Rejoice, namesake of blessing! (...)
Rejoice, decorated by God with a wreath of confession! (...)
Rejoice, because you filled the Hellenic land with your miracles!
Rejoice, star of the Russian land!
Rejoice, because you do not forget your earthly homeland in your prayers! (...)
Rejoice, holy righteous John, fast companion and glorious miracle-worker! (...)”


***

Evia
Evia, former Euboea, is the second biggest Greek island (after Crete), and the biggest island in the Aegean Sea. It is 180 kilometers long and six to 45 wide. It is located northeast of Attica, connected to the land with a drawbridge in Chalcis, its capital city. (In the ancient times, part of the population of Chalcis moved to the north Aegean, today named Chalcidice after them).
The island has had a turbulent history since the oldest times. Its strategic position and the strait towards Athens gave it a great significance. The Athens fleet, famous afar, ruled that region. The famous Greco-Persian naval battle took place near the northern coast of Evia. On the opposite side, on land, are the Straits of Thermopylae (in the north) and Marathon Field (in the south). Phillip the Second, Alexander the Great, Romans, Venetians, Turks, new-age Greeks… all fought for that island.

***

Komitas
Since 1903, the Lepčince Monastery was the starting point of Serbian chetnik actions. This is where Serbian komitas took their famous vow: ”Freedom or death!” The border with Turkey (occupied Old and Southern Serbia) was near the monastery.

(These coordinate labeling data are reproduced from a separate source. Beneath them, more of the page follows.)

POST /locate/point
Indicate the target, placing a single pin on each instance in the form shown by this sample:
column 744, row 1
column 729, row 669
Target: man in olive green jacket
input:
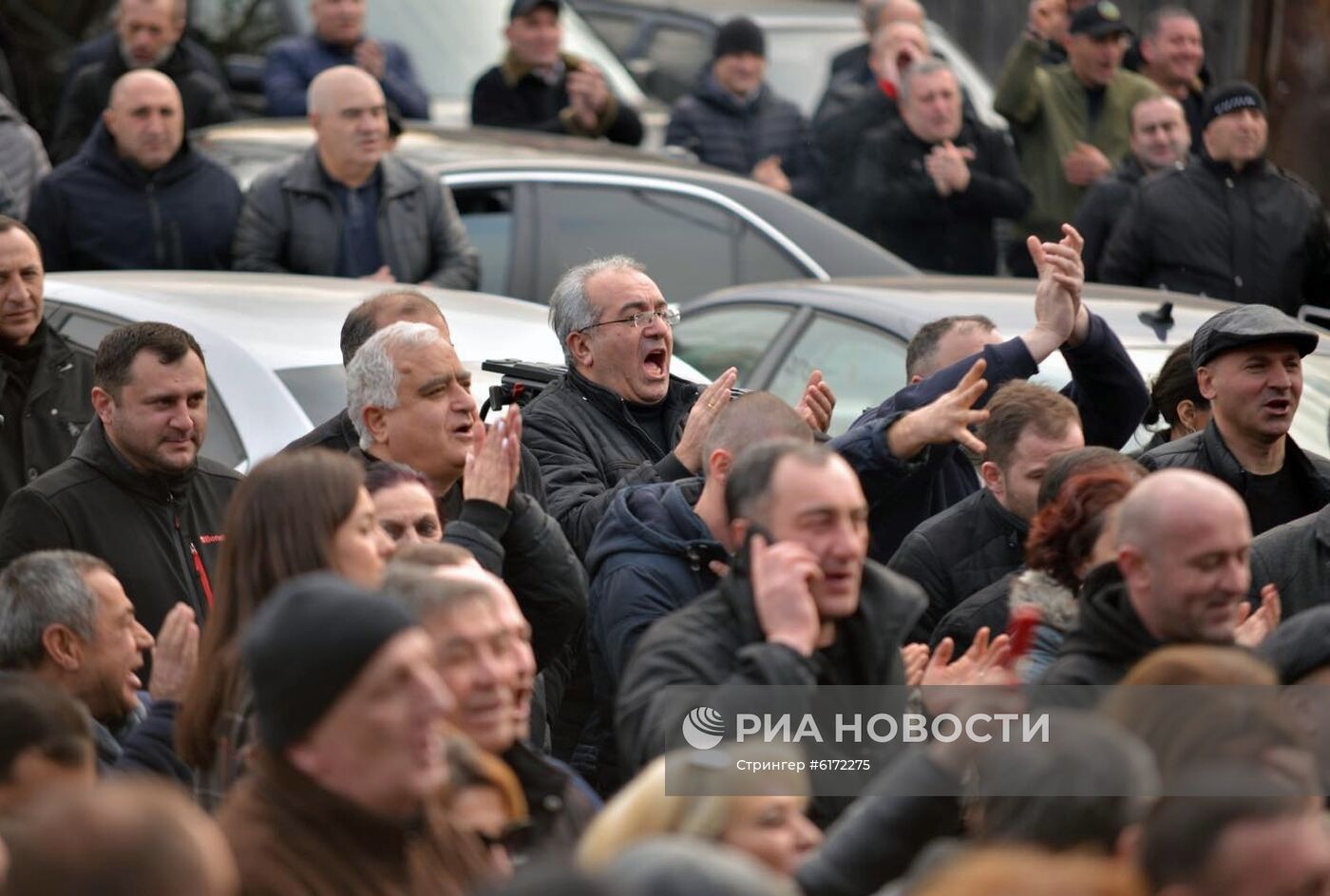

Serbian komita squads secretly passed the border and took actions. The komita commander Petko Ilić died in battle on March 19, 1912. According to his last wish, his battle comrades buried him in Lepčince Monastery. His remains were moved in 1933 to the village of Staro Nagoričane.
The Bulgarian occupying army burned the Monastery quarters in May 1944. Monk Merkurije was killed, the Monastery archive destroyed, as well as the small museum about the chetnik actions in Old Serbia and Macedonia from 1904 to 1912, with very valuable exhibits.